EDINBURG, Texas – The United States Border Patrol’s Missing Migrant Program (MMP) continues its initiative to assist migrants lost during their trek through the Rio Grande Valley. The initiative will place more than 1,200 signs in desolate areas throughout South Texas.
Recently, the U.S. Border Patrol has combined its efforts with the United States Fish and Wildlife Service (USFWS) to deploy approximately 350 “911 – Rescue Markers” within National Wildlife Refuges in the Rio Grande Valley.
Most lost subjects call 911 for assistance, but cannot provide their location or adequate landmarks to assist rescuers. The current E911 system is a valuable tool, but does not narrow the search area enough for rapid response. The MMP’s RGV Location Marker Project involves the placement of more than 1,200 signs on high-visibility landmarks throughout South Texas. Those signs bear simple and easy-to-understand instructions to call 911 and give the sign’s unique number to the emergency dispatcher. The emergency call centers have a precise GPS location that corresponds with the sign number, allowing for far quicker responses by rescuers.

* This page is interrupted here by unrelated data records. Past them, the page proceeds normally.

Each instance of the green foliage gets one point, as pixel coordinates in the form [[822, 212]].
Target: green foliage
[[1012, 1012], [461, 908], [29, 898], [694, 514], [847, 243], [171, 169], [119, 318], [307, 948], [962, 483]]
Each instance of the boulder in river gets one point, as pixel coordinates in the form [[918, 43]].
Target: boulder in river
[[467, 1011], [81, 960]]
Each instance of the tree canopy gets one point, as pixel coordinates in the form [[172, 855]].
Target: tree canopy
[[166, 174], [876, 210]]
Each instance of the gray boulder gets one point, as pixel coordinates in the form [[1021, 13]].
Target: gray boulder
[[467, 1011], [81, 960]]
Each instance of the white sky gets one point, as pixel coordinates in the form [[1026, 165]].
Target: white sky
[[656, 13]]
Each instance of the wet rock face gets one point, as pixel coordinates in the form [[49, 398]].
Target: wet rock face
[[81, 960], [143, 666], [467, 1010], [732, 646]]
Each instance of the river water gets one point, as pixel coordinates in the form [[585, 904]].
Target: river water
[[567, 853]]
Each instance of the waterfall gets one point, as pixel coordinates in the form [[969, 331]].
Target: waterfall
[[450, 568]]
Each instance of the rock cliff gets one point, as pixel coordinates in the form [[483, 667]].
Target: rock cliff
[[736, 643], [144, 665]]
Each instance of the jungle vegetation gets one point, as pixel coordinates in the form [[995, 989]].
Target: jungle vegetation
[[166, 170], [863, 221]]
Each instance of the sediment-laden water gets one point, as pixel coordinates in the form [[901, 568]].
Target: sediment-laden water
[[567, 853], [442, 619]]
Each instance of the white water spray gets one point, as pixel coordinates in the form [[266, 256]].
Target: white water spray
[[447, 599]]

The Missing Migrant Program continues to innovate and improve with the identification of human remains found in isolated and dense areas. The MMP is focused on helping those immigrants who find themselves lost, dehydrated, and overheated in the inhospitable ranchlands common throughout Cameron, Brooks, Kenedy, Kleberg, and Willacy Counties.
Even with the spread of the COVID-19 virus, human smugglers continue to try these brazen attempts with zero regard for the lives they endanger nor to the health of the citizens of our great nation. The U.S. Border Patrol agents of the Rio Grande Valley Sector will continue to safeguard the nation and community against these criminal elements.